I saw this game being played first hand, to my utmost dismay sometimes between September and December 2009, when I applied for a study leave with pay to do an M.Sc degree programme in Media Enterprise, at the Pan-African University in Lagos. Long before then, it has become obvious even to a blind person, that “the power that be” were no longer in a position to tolerate me, as I was known to be the only senior officer, who could publicly and privately oppose their antics. My colleagues, who were going to benefit from my ouster, were as expected willing and ready to co-operate. But my boss, Okey Nwachukwu, refused to be part of the game plan and watched helplessly as events played out.

I re-called my last telephone conversation with Okey, before tendering my letter of voluntary retirement from the public service.

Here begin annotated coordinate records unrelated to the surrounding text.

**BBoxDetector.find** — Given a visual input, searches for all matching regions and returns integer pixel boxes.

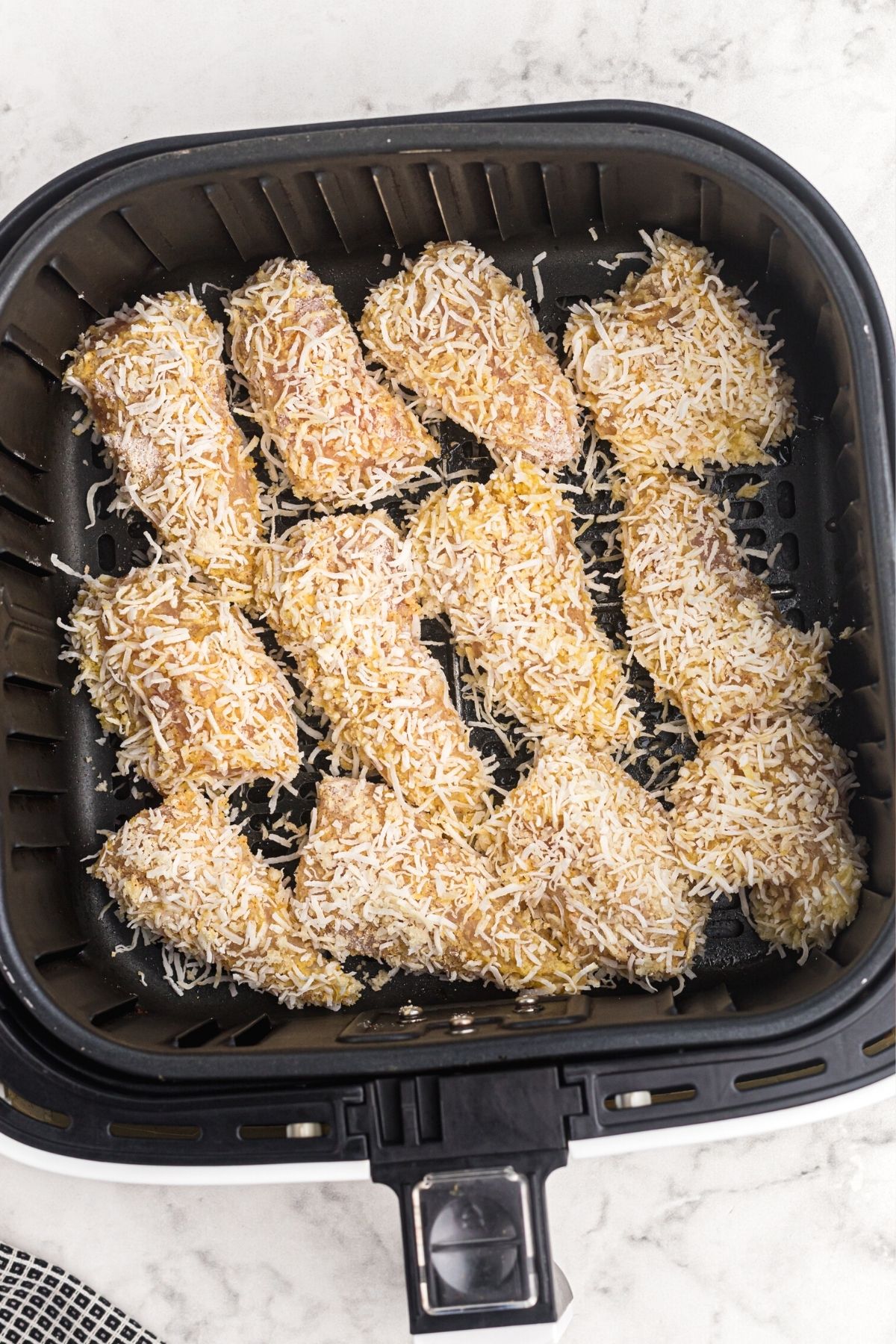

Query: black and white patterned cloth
[0,1242,163,1344]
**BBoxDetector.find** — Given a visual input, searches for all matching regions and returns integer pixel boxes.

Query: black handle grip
[354,1068,582,1339]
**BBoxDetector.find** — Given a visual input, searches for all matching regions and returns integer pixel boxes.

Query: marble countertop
[0,0,896,1344]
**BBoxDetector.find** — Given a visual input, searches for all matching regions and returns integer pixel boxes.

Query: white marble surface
[0,0,896,1344]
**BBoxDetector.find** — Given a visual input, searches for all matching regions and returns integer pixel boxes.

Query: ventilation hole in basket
[97,532,116,574]
[237,1119,331,1139]
[34,942,87,971]
[228,1013,274,1048]
[777,532,799,570]
[862,1027,896,1059]
[109,1119,203,1139]
[3,672,59,695]
[603,1083,697,1110]
[735,1059,827,1092]
[173,1018,220,1050]
[0,547,50,579]
[0,485,52,527]
[778,481,797,517]
[90,995,138,1027]
[0,1080,71,1129]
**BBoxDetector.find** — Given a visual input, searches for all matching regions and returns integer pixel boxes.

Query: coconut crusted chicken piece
[620,472,832,732]
[257,514,491,830]
[410,461,639,747]
[90,786,361,1008]
[564,228,797,472]
[360,242,583,467]
[67,564,302,793]
[476,736,708,980]
[669,712,868,951]
[296,778,572,992]
[63,292,262,615]
[230,257,439,504]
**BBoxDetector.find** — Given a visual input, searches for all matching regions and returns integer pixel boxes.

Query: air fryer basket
[0,113,893,1079]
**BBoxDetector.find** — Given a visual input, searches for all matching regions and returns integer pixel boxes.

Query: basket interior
[0,128,893,1071]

In a clam voice, Mr. Nwachukwu, expressed his disappointment at the turn of events, saying “as far as he was concerned I remained one of his brightest officers”. He continued, “Your case is like the case of a man who had a mental disorder and extreme anxiety problem who sought an advice from a physician dealing with depressions and anxieties. The doctor advised the patient, ‘Know that the world is created as ordained by the Creator. Whatever happens here, even the slightest movement of anything and anywhere, happens by the permission of God Almighty.’ So, why the anxiety and the depression? I know for sure, that whatever, you set out to do after this place; you will do very well and prove yourself”. About three years after my retirement from the service, very many of my former colleagues made up mostly of people from other directorates have called to tell me on phone, “how much they regret my forceful exit from the service, saying “management has at least achieved their aims as no staff has the guts now, to oppose them anymore”. I was shocked beyond words, when a former colleague called me on phone, confessing that he was one of those people who plotted my exit, requesting that I forgive him and others he refused to name, saying that peace has eluded him since he took part in the plot. He stressed that it was God that sent him to me. A wise man says, “Fear the one who finds no helper against you (in your wrongdoing) except God”.

As I reflect on the plea for forgiveness by my former colleague, the words of Al-Mutanabbi readily come to mind: He said “Small things are greatly magnified in the eyes of the small one, and great things are diminished in size in the eyes of the great one.”

Ar-Rashid wrote in his book ‘Al-Masaar’ The Sweet Taste of Freedom, he says “Whoever possesses three hundred and sixty loaves, a canister of oil, and one thousand six hundred dates, then none can enslave him.” And one of our pious predecessors once said: “The one who is satisfied with dry bread and water will be free from slavery except the slavery to Allah, the All-High.” Today, by His special grace, I am totally free from the tyranny of the past, and I am living a peaceful life in retirement. Why should I therefore, not forgive? To err is human and to forgive is divine.

Okey Nwachukwu contributed to the peace I now enjoy today. He indeed gave a good account of himself while in service. Even though, I am sure, he made no money because he served with integrity. He will one day be remembered by other persons for his meritorious service to our country, Nigeria.

Mr. Omonhinmin is a Media Consultant based in Lagos.